I am trying to deploy a Phi-3 model on vLLM. Phi-3-small-128k-instruct is ~15GB and 7B parameters, so it should easily fit on my 4 Tesla T4 GPUs, which have 16GB RAM each. However, I am getting a ran out of memory error as it tries to load the model that makes no sense. It says tried to allocate 1024 GB, which does not seem possible since the model itself is not nearly that big. My parameters for this deployment are --dtype float16, --tensor-parallel-size 4. And I had to add --trust-remote-code (even though other issues say this is no longer needed for Phi-3 models, my transformers package is up to date but was requiring this parameter).

I know this looks like a standard out of memory error, but this model is ~15 GB, so why would it be trying to allocate 1024GB? Any guidance would be appreciated, thanks.

ERROR 08-16 15:18:01 multiproc_worker_utils.py:120] Worker VllmWorkerProcess pid 1740 died, exit code: -15
INFO 08-16 15:18:01 multiproc_worker_utils.py:123] Killing local vLLM worker processes
Traceback (most recent call last):
  File "/usr/lib/python3.11/multiprocessing/process.py", line 314, in _bootstrap
    self.run()
  File "/usr/lib/python3.11/multiprocessing/process.py", line 108, in run
    self._target(*self._args, **self._kwargs)
  File "/home/nonroot/.local/lib/python3.11/site-packages/vllm/entrypoints/openai/rpc/server.py", line 217, in run_rpc_server
    server = AsyncEngineRPCServer(async_engine_args, usage_context, port)
             ^^^^^^^^^^^^^^^^^^^^^^^^^^^^^^^^^^^^^^^^^^^^^^^^^^^^^^^^^^^^
  File "/home/nonroot/.local/lib/python3.11/site-packages/vllm/entrypoints/openai/rpc/server.py", line 25, in __init__
    self.engine = AsyncLLMEngine.from_engine_args(async_engine_args,
                  ^^^^^^^^^^^^^^^^^^^^^^^^^^^^^^^^^^^^^^^^^^^^^^^^^^
  File "/home/nonroot/.local/lib/python3.11/site-packages/vllm/engine/async_llm_engine.py", line 471, in from_engine_args
    engine = cls(
             ^^^^
  File "/home/nonroot/.local/lib/python3.11/site-packages/vllm/engine/async_llm_engine.py", line 381, in __init__
    self.engine = self._init_engine(*args, **kwargs)
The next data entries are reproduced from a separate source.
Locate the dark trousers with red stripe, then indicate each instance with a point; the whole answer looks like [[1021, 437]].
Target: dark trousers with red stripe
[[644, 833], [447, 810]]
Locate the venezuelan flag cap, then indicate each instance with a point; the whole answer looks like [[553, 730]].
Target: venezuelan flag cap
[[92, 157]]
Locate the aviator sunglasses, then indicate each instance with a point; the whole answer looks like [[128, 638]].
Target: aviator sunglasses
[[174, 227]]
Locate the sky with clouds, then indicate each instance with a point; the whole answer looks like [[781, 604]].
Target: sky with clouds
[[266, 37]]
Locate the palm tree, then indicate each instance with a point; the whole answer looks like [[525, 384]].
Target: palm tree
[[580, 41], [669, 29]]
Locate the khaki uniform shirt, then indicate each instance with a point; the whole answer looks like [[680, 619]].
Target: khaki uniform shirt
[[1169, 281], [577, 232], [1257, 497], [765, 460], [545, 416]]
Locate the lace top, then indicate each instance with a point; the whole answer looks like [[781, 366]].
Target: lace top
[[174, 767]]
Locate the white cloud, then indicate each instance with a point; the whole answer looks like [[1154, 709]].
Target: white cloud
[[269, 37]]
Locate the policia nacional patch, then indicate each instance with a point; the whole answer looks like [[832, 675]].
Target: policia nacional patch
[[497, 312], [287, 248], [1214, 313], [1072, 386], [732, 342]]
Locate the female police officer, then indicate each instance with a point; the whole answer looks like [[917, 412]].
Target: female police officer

                  ^^^^^^^^^^^^^^^^^^^^^^^^^^^^^^^^^^
  File "/home/nonroot/.local/lib/python3.11/site-packages/vllm/engine/async_llm_engine.py", line 552, in _init_engine
    return engine_class(*args, **kwargs)
           ^^^^^^^^^^^^^^^^^^^^^^^^^^^^^
  File "/home/nonroot/.local/lib/python3.11/site-packages/vllm/engine/llm_engine.py", line 249, in __init__
    self.model_executor = executor_class(
                          ^^^^^^^^^^^^^^^
  File "/home/nonroot/.local/lib/python3.11/site-packages/vllm/executor/multiproc_gpu_executor.py", line 215, in __init__
    super().__init__(*args, **kwargs)
  File "/home/nonroot/.local/lib/python3.11/site-packages/vllm/executor/distributed_gpu_executor.py", line 25, in __init__
    super().__init__(*args, **kwargs)
  File "/home/nonroot/.local/lib/python3.11/site-packages/vllm/executor/executor_base.py", line 47, in __init__
    self._init_executor()
  File "/home/nonroot/.local/lib/python3.11/site-packages/vllm/executor/multiproc_gpu_executor.py", line 138, in _init_executor
    self._run_workers("load_model",
  File "/home/nonroot/.local/lib/python3.11/site-packages/vllm/executor/multiproc_gpu_executor.py", line 192, in _run_workers
    driver_worker_output = driver_worker_method(*args, **kwargs)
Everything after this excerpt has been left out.